[LA.pm] perl CGI querying of directory filenames most efficient method?

Thu Sep 22 11:21:05 PDT 2005

I hope I've written an email that can be understood.
My advise is to read it all the way through before
replying, as it is a complex "overall" efficiency
question, involving just not the perl CGI code,
but also the web server needing the same directory.

--

What would be the most CPU/IO efficient method to
test whether the following filenames exist to
get images to display on a web page, where any
matching filenames should be displayed?

Only one file from the following possibilities
the client would be uploading:

skunumber.jpg
skunumber.gif
skunumber.medium.jpg
skunumber.medium.gif
skunumber.large.jpg
skunumber.large.gif

Currently, it uses if-elsif-elsif-elsif... using the -e test
against the full pathname.  

Plus any matching names from this list:

skunumber.A.jpg   (second image to display with the one above)
skunumber.B.jpg   (third, etc...)
skunumber.C.jpg
skunumber.D.jpg

This uses 4 if statements using the -e test against the full pathname.  

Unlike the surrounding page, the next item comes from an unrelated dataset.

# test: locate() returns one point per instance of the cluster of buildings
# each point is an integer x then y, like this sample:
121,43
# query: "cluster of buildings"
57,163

So, either 0, 1, or 2 to 5 images might be displayed.

Would it be faster to get the entire directory listing of
12,000 images (and growing) with this type of statement:

cd pathname;
foreach $filename ( <skunumber*.*> ) {
  if-elsif-else 
}

Maybe a readdir would be even faster?  Remember that
File Caching may make these questions immaterial, as
the web server needs to access the same images/ folder
as well, and that needs to be taking into consideration
for the overall efficiency, which I did not address
in the questions below.

Questions: 

Does the Unix File Cache also cache directory
information?  I imagine it does, so this CGI script would
not have to access the hard drive to get the list of files,
but just get it from RAM, for each and every -e test,
or for the foreach, or readdir methods. 

Would the -e test have to go to the hard drive each time?
Or would the entire directory 'file' be in the File Cache
as well in that case?  Which would mean both methods are
efficient, and either would do fine.

I might do a comparison testing in a loop, but then that
would not simulate a CGI script, unless the script was
invoked by an outer loop coded in a shell script to
create new PIDs each time (avoid using the directory
contents that would be "buffered" in File IO cache,
or even in the perl buffers).

What comparison testing method would you use?

Right now it is "cheaper" programmer time wise to do -e 
testing than add a database field to store the values, 
which one might imagine would be faster , but even then
the directory contents needs to be accessed in order
to web serve the image, and having the directory
contents in File Cache due to the web server using
it means the database field might not be any faster
than either the if-elsif-else or foreach methods.

Pete